The system-perfmeter extension can be used to understand the performance you get out of Simics. The system-perfmeter is sample based, which means that you can see the performance during the workload execution, and how it varies, not only the end result when a workload is finished.
The easiest way to try it out is simply to issue the system-perfmeter command without any additional arguments:
simics> system-perfmeter
This will cause a sample to be taken every 1.0 virtual seconds. For each sample the system-perfmeter extracts various counters from Simics and displays the delta since last time. The output can look like this:
simics> c SystemPerf: Total-vt Total-rt Sample-vt Sample-rt Slowdown CPU Idle SystemPerf: -------- -------- --------- --------- -------- ---- ---- SystemPerf: 1.0s 6.0s 1.00s 5.99s 5.99 97% 0% SystemPerf: 2.0s 6.7s 1.00s 0.69s 0.69 97% 0% SystemPerf: 3.0s 8.0s 1.00s 1.34s 1.34 92% 0% SystemPerf: 4.0s 8.4s 1.00s 0.42s 0.42 100% 0% SystemPerf: 5.0s 9.2s 1.00s 0.78s 0.78 98% 14% SystemPerf: 6.0s 10.5s 1.00s 1.31s 1.31 96% 55% SystemPerf: 7.0s 10.7s 1.00s 0.12s 0.12 92% 93% SystemPerf: 8.0s 10.7s 1.00s 0.00s 0.00 100% 100%
Here we can see the execution for the first 8 virtual seconds and the corresponding performance measured in each second sample. To simulate these 8 virtual seconds, it took Simics 10.7 host seconds, thus the average slowdown is 1.34.
The CPU
column shows how much of the host CPU that Simics has
used, allowing you to notice if there is another process consuming the
host CPU resources. Another reason for CPU utilization to be low can
be that Simics itself is running in real-time mode where Simics sleeps
so that virtual time does not race ahead of host time.
When an 'idle' condition has been detected (see chapter 15.4.1), the total idleness of the system is
reported in the Idle
column. If the simulated system
consists of multiple processors and you wish to see how much each
processor is idling you can use the -cpu-idle switch to
system-perfmeter. Note that idling is defined by the
simulator, not by the target architecture (see chapter
15.4.1). With
the -cpu-exec-mode, information is also gathered and
printed on how simulation steps are executed in the CPU model. The
fastest mode to be executing in is idle, followed by VMP, JIT, and
interpreter.
The system-perfmeter can also be used to get an understanding of which processor that takes the longest time to simulate. The -cpu-host-ticks switch adds extra columns per CPU for this.

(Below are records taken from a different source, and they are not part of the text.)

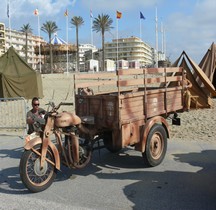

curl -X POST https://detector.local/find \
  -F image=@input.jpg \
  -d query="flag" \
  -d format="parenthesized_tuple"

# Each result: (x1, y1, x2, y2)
(90, 9, 93, 18)
(34, 9, 39, 16)
(7, 1, 9, 18)
(140, 12, 145, 19)
(64, 9, 68, 16)
(116, 11, 122, 19)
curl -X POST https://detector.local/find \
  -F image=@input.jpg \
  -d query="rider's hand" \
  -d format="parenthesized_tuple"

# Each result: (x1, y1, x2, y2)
(27, 117, 34, 124)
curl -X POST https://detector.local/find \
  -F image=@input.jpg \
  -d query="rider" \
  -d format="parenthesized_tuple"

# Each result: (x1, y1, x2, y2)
(26, 97, 46, 134)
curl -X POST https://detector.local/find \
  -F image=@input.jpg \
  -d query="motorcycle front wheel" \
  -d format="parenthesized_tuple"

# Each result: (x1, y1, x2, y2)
(19, 144, 56, 193)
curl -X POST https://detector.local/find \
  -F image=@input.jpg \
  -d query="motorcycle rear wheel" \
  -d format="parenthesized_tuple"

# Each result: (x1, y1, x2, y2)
(19, 144, 56, 193)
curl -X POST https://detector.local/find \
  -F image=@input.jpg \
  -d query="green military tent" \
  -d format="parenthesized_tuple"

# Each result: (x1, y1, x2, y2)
(0, 46, 43, 99)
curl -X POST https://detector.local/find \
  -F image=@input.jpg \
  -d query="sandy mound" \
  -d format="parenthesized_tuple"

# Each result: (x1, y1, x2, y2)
(169, 98, 216, 142)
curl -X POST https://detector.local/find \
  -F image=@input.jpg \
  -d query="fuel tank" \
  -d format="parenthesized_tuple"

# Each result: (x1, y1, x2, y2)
(54, 112, 81, 127)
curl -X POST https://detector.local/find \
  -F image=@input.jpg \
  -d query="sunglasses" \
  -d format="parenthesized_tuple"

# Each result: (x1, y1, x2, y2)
(33, 103, 40, 106)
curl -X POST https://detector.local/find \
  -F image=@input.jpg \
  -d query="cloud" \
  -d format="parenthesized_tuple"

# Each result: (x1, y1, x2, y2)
(81, 0, 159, 11)
(1, 0, 216, 64)
(163, 0, 216, 62)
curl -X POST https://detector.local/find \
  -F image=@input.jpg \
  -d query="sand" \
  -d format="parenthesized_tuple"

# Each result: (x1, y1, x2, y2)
(169, 99, 216, 142)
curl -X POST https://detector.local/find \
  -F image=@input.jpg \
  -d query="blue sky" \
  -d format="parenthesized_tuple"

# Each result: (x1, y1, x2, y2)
(1, 0, 216, 63)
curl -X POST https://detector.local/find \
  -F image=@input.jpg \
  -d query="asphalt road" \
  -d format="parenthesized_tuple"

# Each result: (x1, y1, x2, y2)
(0, 133, 216, 210)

For example:
SystemPerf: Total-vt Total-rt Sample-vt Sample-rt Slowdown CPU Idle [ 0 1 2 3 ] SystemPerf: -------- -------- --------- --------- -------- ---- ---- --- --- --- --- SystemPerf: 1.0s 15.6s 1.00s 15.63s 15.6 99% 74% [ 71 11 11 8 ] SystemPerf: 2.0s 32.6s 1.00s 16.97s 17.0 98% 72% [ 70 11 10 9 ]
Here we have a 4 CPU system which is idle roughly 70% and the last columns show that CPU0 takes 70% of the time to simulate, while the other three about 10% each. Hence CPU0 is working while the other CPUs are idling.
The -module-profile flag enables live profiling of the main
Simics thread. The profiling is sample based, and any sample hitting
in code produced dynamically by a JIT engine will be reported as
"
classname JIT"
. The -module-profile
data is not printed in the standard line print mode, so you must use
either -top or -summary to get profiling
information.
Figure 30 explains the output of system-perfmeter. There are many other options to the system-perfmeter command, please read the associated help text for details.
simics> help system-perfmeter